How well God must like you- you don't hang out at Sin Saloon, you don't slink along Dead-End Road, you don't go to Smart-Mouth College. - Psalm 1:1 (The Message)When speaking to children, such a translation would probably be easier for them to understand (note: despite the fact that The Message is a paraphrase, and not a translation, the point of my post remains valid). But The Message was not written for children (necessarily). It is supposed to be for adults. Are we, as a culture, so deeply entrenched in the common vernacular of modern English that we are unable to understand Psalm 1:1 translated as such?:
Blessed is the man that walketh not in the counsel of the ungodly, nor standeth in the way of sinners, nor sitteth in the seat of the scournful. - (KJV)Or, perhaps,
Happy are those who do not follow the advice of the wicked, or take the path that sinners tread, or sit in the seat of scoffers. - (NRSV) Blessed is the man who does not walk in the counsel of the wicked or stand in the way of sinners or sit in the seat of mockers. - (NIV)While one who reads the easier version may think they've understood the meaning, have they not missed the "walk, stand, sit" progression apparent in the more complex versions? Or consider, on a secular level, my paraphrase of an original English text:
Dude, the river is, like, mega-awesome. Y'know what I'm sayin'? When I check out the shore I'm all - like - yeah Dude!, let's give it up for this place. It's so tight.The paraphrase is of a letter written by Meriwether Lewis, in 1804, pertaining to his upcoming voyage with William Clark to explore the territory of the Louisiana Purchase. He wrote (spelling from the original),
This immence river so far as we have yet ascended, waters one of the farest portions of the globe, nor do I believe that there is in the universe a similar extent of country,Doesn't a version in common vernacular due a disservice to the original text? Were I introducing the text to a group of people either incapable of, or unwilling to, understand the more complex version, then perhaps I would be justified in using a simpler, easier to understand, version. However, I believe that such a version is not a valid translation of the original, but merely a simplified paraphrase, which is better suited for either the education of children (or adults), not yet capable of grasping complex issues, or as a commentary on the original text. *As a sidenote, I am well aware of the difficulties involved when one attempts to translate a text, such as the Bible, for various cultures around the world. I understand that such translations must cater to the idiosyncrasies of these various cultures. I'm reminded of hearing one Bible translator, a missionary to the south Pacific, tell how he had to translate "the Lamb of God" as "the Pig of God" in order for it to be understood by a certain culture he encountered.

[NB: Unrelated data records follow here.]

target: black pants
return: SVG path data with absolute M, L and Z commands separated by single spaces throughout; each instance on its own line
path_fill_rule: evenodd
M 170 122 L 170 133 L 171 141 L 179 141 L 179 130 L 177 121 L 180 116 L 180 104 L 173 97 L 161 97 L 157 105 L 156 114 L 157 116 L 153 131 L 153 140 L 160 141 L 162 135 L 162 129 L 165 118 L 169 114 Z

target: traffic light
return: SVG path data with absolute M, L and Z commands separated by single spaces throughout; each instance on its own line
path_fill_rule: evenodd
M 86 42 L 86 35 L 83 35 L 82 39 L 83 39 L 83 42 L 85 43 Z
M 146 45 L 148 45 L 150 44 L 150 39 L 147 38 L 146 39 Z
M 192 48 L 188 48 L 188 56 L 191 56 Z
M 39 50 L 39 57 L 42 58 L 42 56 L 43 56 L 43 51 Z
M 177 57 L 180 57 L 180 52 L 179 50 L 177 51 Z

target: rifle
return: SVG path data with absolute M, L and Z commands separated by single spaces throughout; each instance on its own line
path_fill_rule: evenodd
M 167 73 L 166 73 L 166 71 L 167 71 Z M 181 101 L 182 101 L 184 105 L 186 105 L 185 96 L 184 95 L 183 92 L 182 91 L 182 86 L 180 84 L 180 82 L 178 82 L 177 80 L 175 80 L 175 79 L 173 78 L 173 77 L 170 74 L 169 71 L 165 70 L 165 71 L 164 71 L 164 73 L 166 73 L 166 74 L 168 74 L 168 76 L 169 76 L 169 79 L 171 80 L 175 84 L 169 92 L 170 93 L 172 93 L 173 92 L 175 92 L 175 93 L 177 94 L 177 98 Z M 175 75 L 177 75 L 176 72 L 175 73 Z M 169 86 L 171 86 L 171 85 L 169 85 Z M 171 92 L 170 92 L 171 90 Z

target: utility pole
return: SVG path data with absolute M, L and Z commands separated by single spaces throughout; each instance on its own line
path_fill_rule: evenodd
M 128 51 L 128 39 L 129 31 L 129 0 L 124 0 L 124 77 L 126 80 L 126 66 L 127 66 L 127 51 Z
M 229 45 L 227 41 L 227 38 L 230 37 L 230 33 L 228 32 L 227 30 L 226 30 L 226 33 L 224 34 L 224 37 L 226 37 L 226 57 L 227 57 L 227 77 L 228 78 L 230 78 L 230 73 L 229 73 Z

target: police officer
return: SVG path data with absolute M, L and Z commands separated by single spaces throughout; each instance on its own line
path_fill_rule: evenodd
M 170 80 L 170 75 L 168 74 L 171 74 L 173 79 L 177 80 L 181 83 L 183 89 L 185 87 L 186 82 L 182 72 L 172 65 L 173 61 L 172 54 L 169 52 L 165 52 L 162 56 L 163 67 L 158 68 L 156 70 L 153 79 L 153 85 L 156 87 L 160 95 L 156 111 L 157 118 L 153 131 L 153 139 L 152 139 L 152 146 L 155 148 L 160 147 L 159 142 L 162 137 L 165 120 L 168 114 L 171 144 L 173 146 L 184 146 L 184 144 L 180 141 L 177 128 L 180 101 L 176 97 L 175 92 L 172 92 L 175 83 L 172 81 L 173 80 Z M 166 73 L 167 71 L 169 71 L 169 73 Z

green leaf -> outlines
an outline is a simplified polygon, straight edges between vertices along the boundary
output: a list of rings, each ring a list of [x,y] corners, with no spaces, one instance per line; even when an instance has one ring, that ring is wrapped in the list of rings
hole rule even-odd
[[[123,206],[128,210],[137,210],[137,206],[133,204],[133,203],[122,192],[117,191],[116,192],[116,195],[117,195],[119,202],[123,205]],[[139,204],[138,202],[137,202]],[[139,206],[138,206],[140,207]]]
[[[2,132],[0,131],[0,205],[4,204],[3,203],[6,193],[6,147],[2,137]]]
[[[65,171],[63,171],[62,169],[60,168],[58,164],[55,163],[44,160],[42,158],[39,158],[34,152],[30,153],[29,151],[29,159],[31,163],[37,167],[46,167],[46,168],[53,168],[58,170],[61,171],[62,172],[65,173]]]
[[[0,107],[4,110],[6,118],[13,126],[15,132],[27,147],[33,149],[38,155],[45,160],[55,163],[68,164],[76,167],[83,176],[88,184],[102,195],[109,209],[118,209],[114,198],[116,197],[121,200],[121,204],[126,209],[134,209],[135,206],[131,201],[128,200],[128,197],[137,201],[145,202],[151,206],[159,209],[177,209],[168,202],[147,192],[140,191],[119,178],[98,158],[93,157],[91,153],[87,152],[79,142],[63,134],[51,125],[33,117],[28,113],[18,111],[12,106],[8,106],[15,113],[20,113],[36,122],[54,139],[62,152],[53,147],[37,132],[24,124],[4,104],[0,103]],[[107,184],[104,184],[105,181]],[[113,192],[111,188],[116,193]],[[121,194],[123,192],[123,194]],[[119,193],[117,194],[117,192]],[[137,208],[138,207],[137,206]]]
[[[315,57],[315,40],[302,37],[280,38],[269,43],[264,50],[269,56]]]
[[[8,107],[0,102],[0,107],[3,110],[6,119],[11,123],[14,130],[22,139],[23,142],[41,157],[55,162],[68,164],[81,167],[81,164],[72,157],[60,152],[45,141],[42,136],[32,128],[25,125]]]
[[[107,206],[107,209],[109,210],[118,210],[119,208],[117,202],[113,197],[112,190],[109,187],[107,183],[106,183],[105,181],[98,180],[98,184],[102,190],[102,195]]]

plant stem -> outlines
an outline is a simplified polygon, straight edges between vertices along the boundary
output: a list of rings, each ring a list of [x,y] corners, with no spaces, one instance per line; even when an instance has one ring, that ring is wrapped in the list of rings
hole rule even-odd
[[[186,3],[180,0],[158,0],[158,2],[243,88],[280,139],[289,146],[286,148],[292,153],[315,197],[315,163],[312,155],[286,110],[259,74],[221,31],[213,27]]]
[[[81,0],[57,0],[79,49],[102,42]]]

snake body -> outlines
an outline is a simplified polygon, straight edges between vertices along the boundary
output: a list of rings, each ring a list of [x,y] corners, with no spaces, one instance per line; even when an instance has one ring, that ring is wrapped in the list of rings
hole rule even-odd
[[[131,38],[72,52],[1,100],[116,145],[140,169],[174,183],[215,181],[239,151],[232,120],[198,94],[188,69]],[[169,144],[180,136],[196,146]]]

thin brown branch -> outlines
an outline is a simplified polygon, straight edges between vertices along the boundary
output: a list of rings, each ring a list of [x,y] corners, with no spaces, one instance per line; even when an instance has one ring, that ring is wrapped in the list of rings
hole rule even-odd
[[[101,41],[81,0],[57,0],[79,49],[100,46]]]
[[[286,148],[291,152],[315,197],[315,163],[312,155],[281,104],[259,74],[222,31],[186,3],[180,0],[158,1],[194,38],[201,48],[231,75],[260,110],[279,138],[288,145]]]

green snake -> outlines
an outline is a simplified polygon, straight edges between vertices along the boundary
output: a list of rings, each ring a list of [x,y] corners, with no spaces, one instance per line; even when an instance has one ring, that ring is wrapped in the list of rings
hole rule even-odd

One would hope, though, that if such a culture becomes more educated in the Judeo-Christian tradition, they would come to a point where our expecting them to understand "the Lamb of God" would be justified. However, I do not consider sub-culture groups in the West to be equivalent to various cultures throughout the world. In other words, the Goth, or the Surfers, or the Hip-hop group, or whatever Western cliques we may have are merely groups within the overall Western culture of 21st century America. As such I have somewhat of a deaf ear to concerns that we need to make our Bible translations easier to understand (for such sub-culture groups). Although someone may use the phrase, "I'm so not planning that," they should still have the capability to understand more complex sentences. That such an understanding requires time and effort may be a better indicator of what is truly occurring here.